Demonetisation: Cash withdrawals decline; are Indians turning cashless or bank ATMs running out of money?


There has been a notable drop in cash withdrawals from banks and ATM branches from its peak post the demonetisation of Rs 500, Rs 1,000 notes, according to a research report by State Bank of India. According to the report, “post demonetisation (i.e. after 30th December), cash withdrawals have been declining rapidly from a peak of Rs 528 billion for the week ended 13th January to Rs 325 billion recently (week ended 24th March). Even in the span of one week (i.e. between 17th to 24th March), cash withdrawal has declined by Rs 20 billion. The decline in cash withdrawals is intriguing even as limits on withdrawals have been removed completely from 13 March.”

SBI group Chief Economic Adviser, Soumya Kanti Ghosh, the author of this report, is not sure why the drop in cash withdrawals have happened even after withdrawal limits are removed. “What could be the possible reasons? Are people now averse to cash withdrawals because of strict monitoring? Or, there is indeed a shift to digital transactions? We are indeed not sure,” Ghosh writes, adding, “It may be also noted that with the implementation of ban on cash transactions of over Rs 2 lakh from 1 April, further decline in cash withdrawals may be a possibility.”

While it may be difficult to ascribe a reason,” Ghosh says, “our estimates indicate that there would be a permanent liquidity injection of least Rs 1.7 lakh crore / 1.1 percent of GDP post demonetisation. This data is a reflection of the extent of formalisation of the economy post demonetisation.” Now, let’s look at the two possible scenarios that could have led to a sharp drop in the cash withdrawals.

A surge in digital cash transactions, something the Narendra government has been pushing for since the note ban, can lead to lower cash withdrawals. Is it that what has happened? According to data available on the Reserve Bank of India (RBI) site, total digital transactions, including those at internet banking sites, UPI, mobile banking and PoS terminals, in the first 26 days of March (till when the data is updated), stood at 7,070 lakhs valuing at Rs 105.6 lakh crore. This is against 7,630 lakh transactions in February (valuing at Rs 92.5 lakh crore), 8,704 lakh transactions in January (valuing at Rs 97.01 lakh crore) and 9,575 lakh transactions (valuing at Rs 104 lakh crore) in December- a month after demonetisation.

This means the number of digital transactions has fallen steadily since the peak in December, so is the value of transactions except in the month of March. Towards March, indeed there is an increase in the total value of digital transactions while the volume has fallen. But, the spike in digital transactions in March could be also due to the financial year ending and banking holidays, leaving less cash in circulation.

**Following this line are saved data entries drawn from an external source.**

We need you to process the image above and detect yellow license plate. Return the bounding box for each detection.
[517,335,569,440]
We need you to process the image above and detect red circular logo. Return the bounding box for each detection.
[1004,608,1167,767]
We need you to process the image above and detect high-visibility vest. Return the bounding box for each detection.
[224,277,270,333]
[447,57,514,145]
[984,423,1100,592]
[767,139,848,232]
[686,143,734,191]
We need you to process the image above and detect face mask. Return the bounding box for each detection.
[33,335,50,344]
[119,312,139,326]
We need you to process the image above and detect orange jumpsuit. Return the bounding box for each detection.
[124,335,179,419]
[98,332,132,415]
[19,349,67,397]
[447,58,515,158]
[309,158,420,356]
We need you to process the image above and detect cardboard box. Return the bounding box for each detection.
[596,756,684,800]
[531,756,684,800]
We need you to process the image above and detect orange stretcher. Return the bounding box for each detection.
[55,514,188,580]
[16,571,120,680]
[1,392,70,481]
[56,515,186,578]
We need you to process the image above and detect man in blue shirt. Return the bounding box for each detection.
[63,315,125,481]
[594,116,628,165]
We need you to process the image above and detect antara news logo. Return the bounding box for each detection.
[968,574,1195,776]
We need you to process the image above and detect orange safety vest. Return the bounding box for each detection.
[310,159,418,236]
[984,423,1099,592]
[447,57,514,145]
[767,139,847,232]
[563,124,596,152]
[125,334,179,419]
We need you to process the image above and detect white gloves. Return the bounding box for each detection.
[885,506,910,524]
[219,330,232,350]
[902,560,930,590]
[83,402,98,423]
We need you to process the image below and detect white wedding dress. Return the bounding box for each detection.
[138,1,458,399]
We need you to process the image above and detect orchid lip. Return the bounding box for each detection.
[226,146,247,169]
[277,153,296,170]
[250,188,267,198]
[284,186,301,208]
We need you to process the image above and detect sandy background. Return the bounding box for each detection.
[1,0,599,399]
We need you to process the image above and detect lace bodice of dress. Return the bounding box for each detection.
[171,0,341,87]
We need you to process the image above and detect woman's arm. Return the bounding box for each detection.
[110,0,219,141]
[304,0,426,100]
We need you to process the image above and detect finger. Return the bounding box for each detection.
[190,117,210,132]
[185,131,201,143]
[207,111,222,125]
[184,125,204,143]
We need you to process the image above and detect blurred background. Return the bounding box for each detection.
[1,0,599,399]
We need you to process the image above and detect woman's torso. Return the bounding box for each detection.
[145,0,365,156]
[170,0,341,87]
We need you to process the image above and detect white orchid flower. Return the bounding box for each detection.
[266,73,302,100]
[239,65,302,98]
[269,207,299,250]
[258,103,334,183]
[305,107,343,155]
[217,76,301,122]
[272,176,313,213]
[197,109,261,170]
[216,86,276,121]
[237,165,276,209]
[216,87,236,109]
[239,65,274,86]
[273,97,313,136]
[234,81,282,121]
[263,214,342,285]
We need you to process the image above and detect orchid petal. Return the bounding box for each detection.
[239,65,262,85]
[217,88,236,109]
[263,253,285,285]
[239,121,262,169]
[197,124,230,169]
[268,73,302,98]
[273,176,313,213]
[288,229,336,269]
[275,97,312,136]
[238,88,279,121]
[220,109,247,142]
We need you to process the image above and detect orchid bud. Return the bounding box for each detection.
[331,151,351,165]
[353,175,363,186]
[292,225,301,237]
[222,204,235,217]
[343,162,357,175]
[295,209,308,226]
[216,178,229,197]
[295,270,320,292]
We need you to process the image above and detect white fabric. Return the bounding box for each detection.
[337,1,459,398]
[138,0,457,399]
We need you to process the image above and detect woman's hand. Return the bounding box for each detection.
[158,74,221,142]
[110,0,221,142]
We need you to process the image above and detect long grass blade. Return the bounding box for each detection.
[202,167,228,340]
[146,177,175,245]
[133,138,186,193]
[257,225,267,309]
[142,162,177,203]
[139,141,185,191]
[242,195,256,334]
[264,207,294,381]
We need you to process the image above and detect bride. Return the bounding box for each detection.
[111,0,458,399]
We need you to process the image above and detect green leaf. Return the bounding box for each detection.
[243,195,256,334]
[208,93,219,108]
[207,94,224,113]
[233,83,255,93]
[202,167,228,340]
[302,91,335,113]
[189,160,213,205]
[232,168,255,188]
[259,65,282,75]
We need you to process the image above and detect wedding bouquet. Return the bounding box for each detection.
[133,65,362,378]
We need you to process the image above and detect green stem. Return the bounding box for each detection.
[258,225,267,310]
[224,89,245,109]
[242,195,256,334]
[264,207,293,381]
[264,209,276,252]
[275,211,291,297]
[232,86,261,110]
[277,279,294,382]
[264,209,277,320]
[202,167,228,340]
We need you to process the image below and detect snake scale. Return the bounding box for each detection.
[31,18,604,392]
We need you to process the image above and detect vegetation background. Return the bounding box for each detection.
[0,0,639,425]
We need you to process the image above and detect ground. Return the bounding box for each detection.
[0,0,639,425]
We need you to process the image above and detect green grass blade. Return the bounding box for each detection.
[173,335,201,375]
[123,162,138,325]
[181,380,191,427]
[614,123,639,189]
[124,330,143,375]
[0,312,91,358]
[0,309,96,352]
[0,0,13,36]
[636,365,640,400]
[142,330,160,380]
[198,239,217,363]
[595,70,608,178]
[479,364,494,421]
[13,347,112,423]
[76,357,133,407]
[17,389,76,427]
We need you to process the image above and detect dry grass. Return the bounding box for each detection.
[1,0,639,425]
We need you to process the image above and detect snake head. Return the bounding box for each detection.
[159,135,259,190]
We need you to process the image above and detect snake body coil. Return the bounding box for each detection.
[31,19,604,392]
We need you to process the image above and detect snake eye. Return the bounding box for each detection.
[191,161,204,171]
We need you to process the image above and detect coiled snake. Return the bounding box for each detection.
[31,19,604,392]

But the second possibility that ATMs simply do not have enough cash to meet the cash withdrawal needs of the customer. According to a report in Mint News Paper ,even after three weeks of RBI lifting cash-withdrawal limits, ATMs continue to run dry in several locations, primarily due to lack of availability of lower denomination notes. “There has been a steep fall in currency production. Earlier, if the presses were printing 150 million pieces of all denominations a day, it has now fallen to 110 million pieces,” the report quotes an unnamed senior bank official. There are reports  from different parts of the country that talks about ATMs running dry.

Of course, one needs to wait and watch for trends in the next several months to understand how the behavior of bank customers is changing in India post the note ban. Demonetisation has indeed helped banks to garner large amount of deposits. This money can turn out to be a boon for the economy if lent to productive sectors. But, unless this money is used to lend to industries for new projects, this chunk of money will not benefit the economic growth, instead may result in higher carry cost for banks. This is one reason why banks are aggressively parking their cash in government securities (much above their mandatory requirement).

As far as the cash withdrawal trends are concerned, as of now a main reason for the downward trend in cash withdrawals in March appears to be that there is simply not enough lower denomination notes available in the banking system (one likely reason why the RBI is now thinking of introducing Rs 200 notes) to fill the ATMs, rather than because of a sudden, significant migration to the digital transactions. Data from the next few months would give us a clearer picture.